McGregor M
Can J Cardiol. 1986 Jul;Suppl A:53A-58A.
The second Pisa Conference nine years ago established the frequency of transient reduction of coronary flow, as a cause of angina. Understanding of mechanisms remains very incomplete and there is great overlap between different clinical syndromes. The following facts appear established: Episodes of spontaneous ischemia are frequently asymptomatic and may occur even in patients with classic stable angina of effort: Large coronary arteries exhibit tone; they do not take part in autoregulation: In the presence of advanced organic obstruction, large coronary artery tone may be sufficiently increased by physiological alpha-adrenergic stimulation to provoke ischemia.
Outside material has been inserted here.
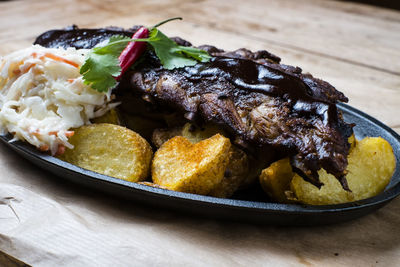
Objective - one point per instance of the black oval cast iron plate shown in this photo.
(234, 209)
The following deductions seem justifiable: Clinically, increased large coronary tone can be suspected as a cause of ischemia when there is a background of severe organic coronary narrowing with effort angina, when rest attacks occur in association with stimuli such as cold or isometric stress and when their frequency can be reduced by alpha blockade: Spasm, as distinct from physiological increase in tone, can be suspected when there is minimal organic disease, an absence of effort angina and when attacks are unrelated to stress: The mechanism of spasm is unknown; it may be associated with intimal trauma and probably is more frequent in the presence of early atherosclerotic change: Spasm may be simulated by pseudo-spasm where a physiological increase in tone may cause marked luminal narrowing at a site of still pliable quite mild intimal proliferation; it may be suspected when apparent localised spasm is associated with diffuse acute narrowing of all coronary arteries. Apart from the smooth muscle, acute luminal narrowing with rest angina can result from coronary thrombosis.(ABSTRACT TRUNCATED AT 250 WORDS)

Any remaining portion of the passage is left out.